Timing is Everything
May 19, 2022
Rasor v. Estate of Rasor, — So. 3d —, 2022 WL 945667, 47 Fla. L. Weekly D759 (Fla. March 30, 2022)
Timing really is everything, as the Fourth District explained in its recent opinion in the Rasor v. Estate of Rasor decision of March 30, 2022. In this case, Edward Rasor’s surviving spouse, Virginia Rasor, petitioned to establish and probate Edward’s lost or destroyed will on October 27, 2017. She alleged that Edward’s son, Gregg Rasor, was qualified to serve as the personal representative of Edward’s estate. That very same day, she also filed an “Election to Take Elective Share” of Edward’s estate. She also filed a “Notice of Election to Take Elective Share.” She served both documents on Gregg and his siblings. Virginia died 4 months after Edward.
Months later, Gregg petitioned for administration of Edward’s estate. On April 23, 2018, the circuit court admitted the will to probate and appointed Gregg as the personal representative of Edward’s estate.
A little over a year later, on May 11, 2018, Gregg filed both the notice of administration and Virginia’s notice to take elective share. That same day, he also filed proof of service of these documents on himself, individually as an interested person, and on his siblings as well. Then, twenty days later, Gregg objected to Virginia’s election to take an elective share, and his siblings adopted the objection.
The timing of Gregg’s objection was the issue for the appellate court.
Based upon Rule 5.360, the Personal Representative has 20 days to serve on the interested persons the election to take an elective share within 20 days of receipt, and then the interested persons may file an objection within 20 days after the personal representative has served them with the notice of election.

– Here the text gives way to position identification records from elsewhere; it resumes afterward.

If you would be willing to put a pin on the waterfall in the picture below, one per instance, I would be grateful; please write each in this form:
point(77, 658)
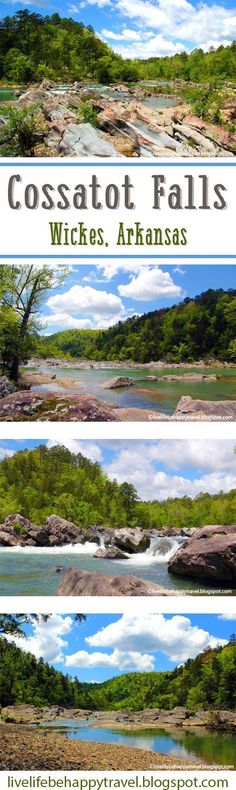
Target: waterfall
point(160, 550)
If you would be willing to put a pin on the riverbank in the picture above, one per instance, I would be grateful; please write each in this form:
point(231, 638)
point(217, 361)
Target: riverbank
point(129, 121)
point(22, 749)
point(224, 720)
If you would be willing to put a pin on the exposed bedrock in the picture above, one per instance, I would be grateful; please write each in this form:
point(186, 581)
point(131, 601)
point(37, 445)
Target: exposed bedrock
point(209, 555)
point(77, 582)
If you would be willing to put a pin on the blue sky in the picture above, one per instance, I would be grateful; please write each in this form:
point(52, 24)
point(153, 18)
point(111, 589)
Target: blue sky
point(99, 295)
point(107, 645)
point(145, 28)
point(157, 468)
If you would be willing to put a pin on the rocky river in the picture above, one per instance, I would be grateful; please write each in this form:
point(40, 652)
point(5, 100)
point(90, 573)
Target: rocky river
point(131, 121)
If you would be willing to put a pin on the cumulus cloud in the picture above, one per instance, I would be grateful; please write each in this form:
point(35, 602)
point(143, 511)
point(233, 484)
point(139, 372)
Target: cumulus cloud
point(177, 638)
point(90, 450)
point(150, 283)
point(84, 307)
point(48, 640)
point(5, 453)
point(139, 466)
point(118, 659)
point(175, 25)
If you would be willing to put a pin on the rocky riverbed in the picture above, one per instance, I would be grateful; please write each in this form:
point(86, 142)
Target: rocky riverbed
point(126, 125)
point(206, 554)
point(22, 749)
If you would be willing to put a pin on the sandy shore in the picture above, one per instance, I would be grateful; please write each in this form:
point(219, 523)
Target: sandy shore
point(22, 749)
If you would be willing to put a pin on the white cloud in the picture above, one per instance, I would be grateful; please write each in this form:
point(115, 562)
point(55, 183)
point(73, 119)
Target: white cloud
point(84, 307)
point(90, 450)
point(216, 454)
point(73, 9)
point(118, 659)
point(126, 34)
point(150, 283)
point(48, 639)
point(174, 25)
point(138, 466)
point(5, 453)
point(177, 638)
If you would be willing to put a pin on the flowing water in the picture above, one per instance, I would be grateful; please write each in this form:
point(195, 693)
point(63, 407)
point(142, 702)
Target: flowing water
point(38, 570)
point(212, 748)
point(145, 394)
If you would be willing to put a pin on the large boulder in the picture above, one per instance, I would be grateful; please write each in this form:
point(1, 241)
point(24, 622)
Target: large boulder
point(8, 540)
point(118, 381)
point(54, 407)
point(112, 553)
point(209, 555)
point(84, 140)
point(64, 530)
point(131, 540)
point(6, 387)
point(77, 582)
point(189, 408)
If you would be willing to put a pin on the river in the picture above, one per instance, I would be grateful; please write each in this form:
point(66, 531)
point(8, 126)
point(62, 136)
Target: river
point(145, 394)
point(35, 571)
point(202, 746)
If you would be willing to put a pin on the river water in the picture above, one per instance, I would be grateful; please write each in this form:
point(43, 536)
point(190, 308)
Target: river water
point(145, 394)
point(38, 571)
point(203, 746)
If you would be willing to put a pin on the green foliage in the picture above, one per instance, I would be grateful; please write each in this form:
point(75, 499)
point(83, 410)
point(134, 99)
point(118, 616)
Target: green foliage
point(208, 681)
point(34, 47)
point(20, 134)
point(36, 483)
point(19, 529)
point(88, 114)
point(22, 289)
point(194, 329)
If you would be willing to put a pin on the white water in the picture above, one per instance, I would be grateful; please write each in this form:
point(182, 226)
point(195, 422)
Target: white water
point(160, 550)
point(68, 548)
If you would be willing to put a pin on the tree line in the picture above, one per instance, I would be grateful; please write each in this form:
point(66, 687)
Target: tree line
point(208, 681)
point(42, 481)
point(195, 329)
point(34, 47)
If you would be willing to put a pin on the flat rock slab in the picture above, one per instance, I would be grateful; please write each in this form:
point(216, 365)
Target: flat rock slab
point(22, 749)
point(210, 556)
point(77, 582)
point(50, 406)
point(199, 409)
point(118, 381)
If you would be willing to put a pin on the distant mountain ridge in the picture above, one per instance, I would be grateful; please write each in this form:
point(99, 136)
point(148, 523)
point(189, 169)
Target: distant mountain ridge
point(192, 330)
point(208, 681)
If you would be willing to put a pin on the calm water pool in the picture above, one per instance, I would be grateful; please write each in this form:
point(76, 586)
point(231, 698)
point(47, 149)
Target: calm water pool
point(156, 395)
point(201, 747)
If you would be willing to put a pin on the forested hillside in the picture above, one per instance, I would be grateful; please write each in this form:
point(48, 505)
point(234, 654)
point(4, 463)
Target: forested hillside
point(33, 47)
point(208, 681)
point(39, 482)
point(194, 329)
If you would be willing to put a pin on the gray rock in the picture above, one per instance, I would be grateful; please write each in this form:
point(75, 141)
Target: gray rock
point(188, 408)
point(209, 555)
point(118, 381)
point(132, 540)
point(6, 387)
point(77, 582)
point(83, 140)
point(113, 553)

At the time Gregg acknowledged receipt of Virginia’s election on November 9, 2017, he has not yet been appointed as personal representative. The clock therefore did not start to run. Gregg was not appointed as personal representative till approximately 6 months later. He acted when he was appointed, notified the interested persons under the Rules, and then objected – in his individual capacity – within the 20 days of service of the notice. The Fourth District Court of Appeal concluded that Greg had timely filed his objection and reversed the probate court’s order that stuck his objection.